Materials and methods
Ethics
This study was approved by the Walter Reed Army Institute of Research (#2089) and Kenya Medical Research Institute (#2767) IRBs.
Bacterial isolates identification
Clinical S.aureus isolates from patients enrolled in an ongoing surveillance study (WRAIR#2089, KEMRI#2767) in public hospitals in three counties (Kisumu, Kericho and Nairobi) in Kenya were analyzed for this study. S.aureus isolates were identified based on beta hemolysis on sheep blood agar plates, gram positive, clustered cocci by gram stain, catalase and coagulase positive phenotypes. Isolate identity was confirmed using the MALDI-TOF biotyper (Bruker Daltonics, Millerica, MA, USA) and using the GP card on the Vitek 2 platform (bioMérieux, Hazelwood, MO, USA). 19 isolates (4 MRSA, 15 MSSA) obtained between April 2015 and December 2015 were studied. A majority of the S.aureus isolates were from skin and soft tissue infections (18/19). 84.2% were community acquired infections and 15.8% (3/19) were hospital acquired infections as per the CDC classification (29).

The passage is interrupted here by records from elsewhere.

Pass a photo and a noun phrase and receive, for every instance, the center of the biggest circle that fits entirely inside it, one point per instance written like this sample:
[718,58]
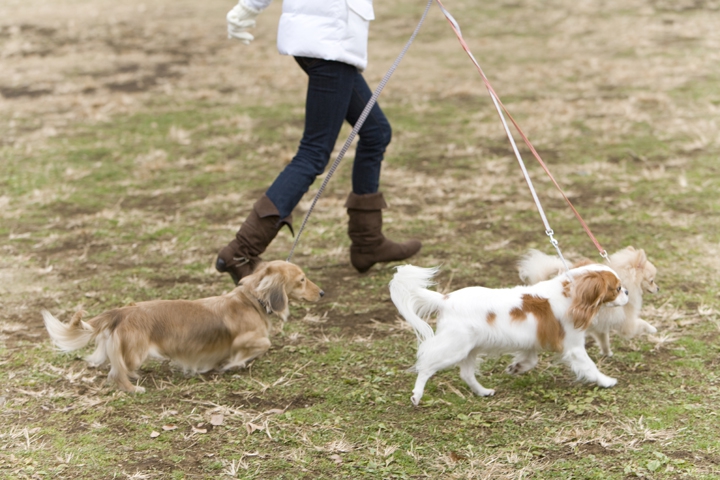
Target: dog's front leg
[522,362]
[245,350]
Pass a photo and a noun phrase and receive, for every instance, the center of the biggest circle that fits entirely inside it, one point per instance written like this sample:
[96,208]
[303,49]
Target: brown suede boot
[369,246]
[240,257]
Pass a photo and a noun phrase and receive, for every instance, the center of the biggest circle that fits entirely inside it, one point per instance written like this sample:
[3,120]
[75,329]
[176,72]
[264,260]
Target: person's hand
[240,19]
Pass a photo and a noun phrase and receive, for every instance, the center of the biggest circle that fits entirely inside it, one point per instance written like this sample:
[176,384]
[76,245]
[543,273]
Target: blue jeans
[336,92]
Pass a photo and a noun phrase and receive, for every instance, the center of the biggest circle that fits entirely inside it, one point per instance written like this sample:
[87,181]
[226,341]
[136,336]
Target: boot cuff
[368,201]
[265,208]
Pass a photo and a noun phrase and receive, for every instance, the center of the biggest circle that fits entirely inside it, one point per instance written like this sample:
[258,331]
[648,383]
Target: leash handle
[498,105]
[356,128]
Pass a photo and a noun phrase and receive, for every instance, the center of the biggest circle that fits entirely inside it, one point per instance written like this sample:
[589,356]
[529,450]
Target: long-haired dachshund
[200,335]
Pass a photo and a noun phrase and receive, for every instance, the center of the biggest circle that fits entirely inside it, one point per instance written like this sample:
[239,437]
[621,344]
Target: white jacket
[328,29]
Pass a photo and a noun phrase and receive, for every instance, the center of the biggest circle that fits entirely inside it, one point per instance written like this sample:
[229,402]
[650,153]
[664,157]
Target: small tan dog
[200,335]
[637,274]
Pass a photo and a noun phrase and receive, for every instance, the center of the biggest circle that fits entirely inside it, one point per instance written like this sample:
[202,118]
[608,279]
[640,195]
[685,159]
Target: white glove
[240,18]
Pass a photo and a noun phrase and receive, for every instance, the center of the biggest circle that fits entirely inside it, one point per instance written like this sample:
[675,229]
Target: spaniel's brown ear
[640,259]
[588,294]
[271,291]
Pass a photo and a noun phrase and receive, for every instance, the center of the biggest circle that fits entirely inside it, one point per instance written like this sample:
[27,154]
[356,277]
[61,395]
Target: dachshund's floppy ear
[588,295]
[271,291]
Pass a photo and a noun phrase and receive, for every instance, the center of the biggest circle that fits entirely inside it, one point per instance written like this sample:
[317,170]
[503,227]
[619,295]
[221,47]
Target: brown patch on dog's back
[550,333]
[517,314]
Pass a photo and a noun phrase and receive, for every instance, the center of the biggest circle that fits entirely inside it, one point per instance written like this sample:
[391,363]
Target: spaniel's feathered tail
[409,293]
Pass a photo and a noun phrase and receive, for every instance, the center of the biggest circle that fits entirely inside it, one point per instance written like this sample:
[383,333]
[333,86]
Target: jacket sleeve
[257,4]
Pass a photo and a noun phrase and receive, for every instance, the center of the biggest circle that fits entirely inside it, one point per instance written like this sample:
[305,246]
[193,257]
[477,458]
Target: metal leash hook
[500,109]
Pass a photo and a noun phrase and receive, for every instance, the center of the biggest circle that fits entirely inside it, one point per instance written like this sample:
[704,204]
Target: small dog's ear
[588,294]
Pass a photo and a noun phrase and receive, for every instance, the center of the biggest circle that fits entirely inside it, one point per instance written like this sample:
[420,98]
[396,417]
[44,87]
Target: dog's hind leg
[467,373]
[603,341]
[438,353]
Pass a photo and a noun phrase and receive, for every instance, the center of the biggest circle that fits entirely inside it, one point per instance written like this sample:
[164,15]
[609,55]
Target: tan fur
[637,274]
[220,332]
[550,332]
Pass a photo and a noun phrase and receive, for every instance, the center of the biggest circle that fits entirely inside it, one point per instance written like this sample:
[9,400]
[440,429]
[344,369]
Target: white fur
[463,330]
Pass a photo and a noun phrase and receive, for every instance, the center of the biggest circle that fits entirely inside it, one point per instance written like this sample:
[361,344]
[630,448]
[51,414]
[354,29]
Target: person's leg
[329,88]
[373,138]
[364,204]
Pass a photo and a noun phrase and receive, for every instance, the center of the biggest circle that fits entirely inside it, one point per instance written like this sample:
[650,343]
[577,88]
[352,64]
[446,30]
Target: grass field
[134,139]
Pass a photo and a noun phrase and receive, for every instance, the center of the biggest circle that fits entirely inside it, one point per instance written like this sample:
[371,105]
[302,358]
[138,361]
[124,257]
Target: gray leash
[363,116]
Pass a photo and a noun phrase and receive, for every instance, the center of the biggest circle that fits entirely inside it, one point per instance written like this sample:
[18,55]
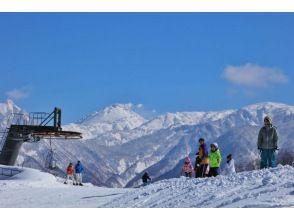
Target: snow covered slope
[35,189]
[119,144]
[260,188]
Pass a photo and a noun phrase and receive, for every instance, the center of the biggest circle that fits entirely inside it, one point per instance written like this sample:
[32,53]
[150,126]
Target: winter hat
[269,119]
[187,159]
[214,144]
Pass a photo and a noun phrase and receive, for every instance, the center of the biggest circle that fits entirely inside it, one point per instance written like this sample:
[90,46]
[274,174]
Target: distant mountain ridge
[119,144]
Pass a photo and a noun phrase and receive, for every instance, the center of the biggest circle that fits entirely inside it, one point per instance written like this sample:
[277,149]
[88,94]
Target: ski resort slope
[257,189]
[35,189]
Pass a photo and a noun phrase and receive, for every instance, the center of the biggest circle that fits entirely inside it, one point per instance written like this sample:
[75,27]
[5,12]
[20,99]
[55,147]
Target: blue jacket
[79,168]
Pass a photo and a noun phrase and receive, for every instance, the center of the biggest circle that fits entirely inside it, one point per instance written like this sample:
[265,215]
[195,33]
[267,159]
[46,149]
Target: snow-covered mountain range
[119,144]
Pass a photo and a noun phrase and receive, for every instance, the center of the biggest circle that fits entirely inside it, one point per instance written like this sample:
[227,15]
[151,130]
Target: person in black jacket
[146,179]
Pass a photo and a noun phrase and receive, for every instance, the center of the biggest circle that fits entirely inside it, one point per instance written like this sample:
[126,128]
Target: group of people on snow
[207,164]
[74,173]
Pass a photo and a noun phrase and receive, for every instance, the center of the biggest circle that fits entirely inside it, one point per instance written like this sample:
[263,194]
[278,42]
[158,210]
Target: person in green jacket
[267,143]
[215,159]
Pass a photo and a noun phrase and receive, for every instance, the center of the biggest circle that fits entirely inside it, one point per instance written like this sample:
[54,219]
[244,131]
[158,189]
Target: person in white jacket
[229,166]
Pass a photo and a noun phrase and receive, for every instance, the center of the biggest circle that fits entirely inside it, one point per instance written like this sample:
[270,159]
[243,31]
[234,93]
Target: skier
[187,168]
[202,161]
[70,174]
[267,143]
[215,159]
[146,179]
[79,169]
[229,166]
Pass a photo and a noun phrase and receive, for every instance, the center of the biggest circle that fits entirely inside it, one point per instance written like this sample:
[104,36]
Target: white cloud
[140,106]
[253,75]
[17,94]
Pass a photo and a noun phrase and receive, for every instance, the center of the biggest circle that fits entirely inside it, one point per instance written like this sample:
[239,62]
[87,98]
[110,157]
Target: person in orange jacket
[202,160]
[70,174]
[187,168]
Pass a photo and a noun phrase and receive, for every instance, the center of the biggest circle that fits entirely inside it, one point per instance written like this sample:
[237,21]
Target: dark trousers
[268,158]
[188,174]
[201,171]
[213,171]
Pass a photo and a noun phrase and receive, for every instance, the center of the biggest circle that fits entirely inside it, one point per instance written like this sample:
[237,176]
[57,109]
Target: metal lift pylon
[37,126]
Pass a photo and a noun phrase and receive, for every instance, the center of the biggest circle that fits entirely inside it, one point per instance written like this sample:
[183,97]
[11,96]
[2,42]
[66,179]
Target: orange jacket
[70,170]
[203,155]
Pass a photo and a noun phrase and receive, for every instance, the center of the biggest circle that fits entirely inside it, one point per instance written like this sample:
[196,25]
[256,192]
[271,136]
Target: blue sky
[169,62]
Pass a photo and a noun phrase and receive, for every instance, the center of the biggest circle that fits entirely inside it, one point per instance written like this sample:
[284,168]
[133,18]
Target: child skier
[146,179]
[79,169]
[229,166]
[202,161]
[70,174]
[187,168]
[215,159]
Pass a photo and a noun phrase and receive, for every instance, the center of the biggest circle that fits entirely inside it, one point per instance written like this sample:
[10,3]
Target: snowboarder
[146,179]
[229,166]
[215,159]
[187,168]
[202,161]
[267,143]
[79,169]
[70,174]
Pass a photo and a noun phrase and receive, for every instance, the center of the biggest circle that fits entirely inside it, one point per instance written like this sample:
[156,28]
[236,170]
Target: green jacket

Outpatient infections were considered mild infections (10/19, 52.6%) whereas inpatient infections (9/19, 47.3%) were considered severe infections, Table 1.
Isolate typing
In-vitro spa typing was performed using conventional PCR [30] and Sanger sequencing. Contigs were assembled on CLC bio Main-Workbench (CLC bio, Aarhus, Denmark) and spa types analyzed using Ridom StaphType (Ridom GmbH, Münster, Germany). In-silico spa typing was done by analyzing assembled genomes on the online analysis pipeline https://cge.cbs.dtu.dk/services/spatyper/. Spa types obtained by both methods were compared. Sequences of isolates with novel spa repeats were submitted to the Ridom Spa Server for assignment of spa type.
MLST sequence type (ST) was determined in-vitro using published primers [11]. Gene sequences for each of the 7 loci were queried against the S.aureus database, allele numbers obtained and allelic profiles analyzed on http://www.mlst.net/ [13] to assign ST. Isolates were grouped into clonal complexes using the BURST clustering algorithm available on http://eburst.mlst.net/, allowing a minimum of 6 identical loci for group definition. Sequences of novel ST were submitted to https://pubmlst.org/saureus/ for ST assignment.
Staphylococcal cassette chromosome typing
Staphylococcal cassette types for the MRSA isolates were determined using previously published primers [14]. PCR products were visualized on agarose gels and SSC mec types determined based on different amplicon size.
Whole genome sequencing and sequence analysis
Genomic DNA was extracted from freshly cultured S.aureus isolates using ZR Fungal/Bacterial DNA MiniPrep Kit (Zymo research, California, United States). DNA concentrations were determined using the Qubit (Thermo Fisher Scientific, Massachusetts, United States) and 1ng of DNA used for library preparation with the Nextera XT kit (Illumina) as per manufacturer’s instructions to generate 300bp paired end libraries. Libraries were sequenced on an Illumina MiSeq platform.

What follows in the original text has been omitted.